Some years later, Microsoft's Internet Explorer web browser displaced Netscape's Navigator, in a turn of
events that many attributed to Microsoft's inclusion of Internet Explorer in Windows at no extra charge. An
opposing view is that the inclusion in Windows was less important in Internet Explorer's adoption than
Microsoft's improvement of the browser's features to a level comparable with Navigator.

As the architect of Microsoft's product strategy, Gates has aggressively broadened the company's range of
products and, once it has obtained a leading position in a category, has vigorously defended that position.
His and other Microsoft executives' strategic decisions have more than once drawn the concern of
competition regulators, and in some cases have been ruled illegal.

In 2000, Gates promoted long-time friend and Microsoft executive Steve Ballmer to the role of Chief
Executive Officer and took on the role of "Chief Software Architect".

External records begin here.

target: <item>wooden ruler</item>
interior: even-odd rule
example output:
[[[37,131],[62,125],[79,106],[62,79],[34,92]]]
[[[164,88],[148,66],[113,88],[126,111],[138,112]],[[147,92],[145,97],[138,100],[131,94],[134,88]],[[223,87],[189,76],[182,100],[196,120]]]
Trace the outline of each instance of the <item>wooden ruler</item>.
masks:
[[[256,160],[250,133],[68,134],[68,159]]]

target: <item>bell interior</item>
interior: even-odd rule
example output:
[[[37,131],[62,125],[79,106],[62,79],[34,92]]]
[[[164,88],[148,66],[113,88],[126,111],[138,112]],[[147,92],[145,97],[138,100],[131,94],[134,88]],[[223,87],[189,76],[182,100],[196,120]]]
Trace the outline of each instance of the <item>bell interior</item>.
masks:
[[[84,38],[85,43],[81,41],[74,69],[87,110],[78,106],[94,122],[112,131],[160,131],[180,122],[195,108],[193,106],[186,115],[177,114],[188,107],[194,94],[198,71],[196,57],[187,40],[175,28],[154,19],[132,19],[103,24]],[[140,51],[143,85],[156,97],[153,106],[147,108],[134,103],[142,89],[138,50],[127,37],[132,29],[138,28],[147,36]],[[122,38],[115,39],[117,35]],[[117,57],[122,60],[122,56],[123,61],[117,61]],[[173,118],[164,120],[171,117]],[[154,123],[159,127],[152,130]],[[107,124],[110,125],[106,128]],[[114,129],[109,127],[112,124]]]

Bill & Melinda Gates Foundation

With his wife, Gates founded the Bill & Melinda Gates Foundation, a charitable organization. Critics have
called this a response to negative public outcry over the seemingly monopolistic and anti-competitive
practices of his company, but those close to Gates say that he had long expressed his plan to eventually
give away most (in 1997 the Washington Post reported 90%) of his large fortune. The foundation's grants
have provided funds for underrepresented minority college scholarships, AIDS prevention, diseases that
strike mainly in the third world, and other causes. In June 1999, Gates and his wife donated US$5 billion to
their foundation, the largest single donation ever by living individuals. He has donated more than 100
million dollars to help kids with AIDS.

Accolades

Honorary KBE from the United Kingdom announced, 2004


Top 100 influential people in media, the Guardian, 2001 
The Sunday Times power list, 1999 
Upside Elite 100, Ranked 2nd, 1999 
Top 50 Cyber Elite, TIME magazine, Ranked 1st, 1998 
Top 100 most powerful people in sports, The Sporting News, Ranked 28th, 1997 
CEO of the year, Chief Executive Officers magazine, 1994Entomologists have named the Bill Gates flower
fly, Eristalis gatesi, in his honour.